From a nutrient perspective, a 2 tbsp serving of Kraft’s sauce has 50 calories and 270mg of sodium. Kraft’s previous formulation had 430 mg of sodium, so this is an impressive 40% reduction! The previous recipe used artificial colorings, which have now been removed. While we’re no fans of this product, to Kraft’s credit, they have made slight improvements. It’s interesting to note that the company does not play the nutrition card in its marketing message.

Trader Joe's Barbecue Sauce

Let’s take a look at another sauce, this time a Barbecue Sauce from Trader Joe’s. Here is the ingredient list:

Water, tomato paste, sugar, distilled vinegar, cornstarch, salt, spice, molasses, natural flavor, caramel color, onion, garlic.

It has 45 calories and 210 mg of salt, lower than Kraft’s. The ingredient list is also cleaner, with a smaller amount of sugar. It’s interesting to note the use of water in both products. There are several reasons for using water: it’s cheap, it’s voluminous, and it’s lower in calories than oil. While some homemade barbecue recipes include water, others simply rely on the water in crushed tomatoes.

What sauce will you be using this weekend? Is it a secret homemade recipe? Please tell us…
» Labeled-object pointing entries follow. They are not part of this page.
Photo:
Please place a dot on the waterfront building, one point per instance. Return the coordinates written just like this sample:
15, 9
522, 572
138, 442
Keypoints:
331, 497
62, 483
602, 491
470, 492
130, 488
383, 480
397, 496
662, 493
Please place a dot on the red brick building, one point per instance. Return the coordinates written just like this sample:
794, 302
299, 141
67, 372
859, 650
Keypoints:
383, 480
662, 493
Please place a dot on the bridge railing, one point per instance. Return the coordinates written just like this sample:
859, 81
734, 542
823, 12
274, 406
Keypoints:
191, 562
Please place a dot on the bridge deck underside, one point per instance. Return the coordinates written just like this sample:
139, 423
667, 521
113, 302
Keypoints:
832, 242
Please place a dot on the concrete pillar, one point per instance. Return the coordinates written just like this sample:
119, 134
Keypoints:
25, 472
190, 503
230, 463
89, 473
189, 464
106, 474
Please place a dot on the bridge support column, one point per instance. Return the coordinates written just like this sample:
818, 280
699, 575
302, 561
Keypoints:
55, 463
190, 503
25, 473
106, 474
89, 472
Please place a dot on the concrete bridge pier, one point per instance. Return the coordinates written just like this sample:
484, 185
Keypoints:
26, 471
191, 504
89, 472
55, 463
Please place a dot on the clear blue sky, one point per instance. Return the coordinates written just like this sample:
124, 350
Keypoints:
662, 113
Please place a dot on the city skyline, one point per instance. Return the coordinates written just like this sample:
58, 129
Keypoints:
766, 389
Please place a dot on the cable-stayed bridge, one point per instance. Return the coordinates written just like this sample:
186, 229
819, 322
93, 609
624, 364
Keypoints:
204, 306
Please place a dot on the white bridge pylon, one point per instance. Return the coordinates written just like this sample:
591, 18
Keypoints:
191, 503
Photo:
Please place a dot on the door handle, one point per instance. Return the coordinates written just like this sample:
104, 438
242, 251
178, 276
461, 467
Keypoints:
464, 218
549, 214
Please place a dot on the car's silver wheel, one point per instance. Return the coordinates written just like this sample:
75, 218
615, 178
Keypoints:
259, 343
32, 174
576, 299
To see these products’ nutrition grade – get the free Fooducate app (iPhone, Android)

Get Fooducated

  • Audrey

    I use Stubb’s BBQ sauce. It tastes great and is one of the few that are certified GF.

  • Carol H

    Water is used to thin out the tomato paste… pretty much all BBQ sauces use those two ingredients as a base, along with vinegar (a natural preservative, along with salt, sugar, etc.), which is sour, so you need to add some sugar (or corn syrup, which already has water in it, so less water will be needed vs. when using “sugar”). You wouldn’t want to put straight tomato paste on your ribs. Some sauces even sneakily combine the water + paste on the ingredients list (hello Guy Ferrari, aka Fieri) as “tomato puree” so that water doesn’t show up first on the ingredients list (is there a problem with water?). Either way, most BBQ sauces are sweet — which helps tenderize the meat — and most have about the same sugar content — about 6-10 grams per 2 Tbsp. Sodium is about the only area of differentiation from a nutritional standpoint, and 50 mg here or there is not a big difference, especially when the numbers on food labels are only approximate, anyway (the machinery that mixes/processes the ingredients isn’t that exact in how much is added, and even a dash of salt has over 150 mg sodium). We need to keep all this in perspective for comparisons to be meaningful.

  • monikarobinski

    No sauce – we’re not grilling :)

  • Marqus Gant

    I make a mean Plum and Peach BBQ sauce.

    • 4theluv

      Recipe please!

    • Souder

      Would you share that tasty sauce recipe? Perfect for the abundant fruits at this time of the year.

      • Marqus Gant

        1/4 C balsamic vinegar
        1/4 C turbinado sugar (it tastes better with this)
        1 tsp. ginger
        1 tsp. allspice
        1 tsp. ground mustard
        2-3 cloves of garlic, chopped
        1 jalapeno, chopped
        1 medium onion, chopped
        2-3 cloves of garlic, chopped
        2 peaches, chopped ( you could use nectarines, but peaches taste better)
        3 plums, chopped

        Throw EVERYTHING in a sauce pan on medium heat. The sauce will have a watery consistency, but will thicken up as you cook it. Tastes great on chicken or lamb burgers or even premium cuts of swine.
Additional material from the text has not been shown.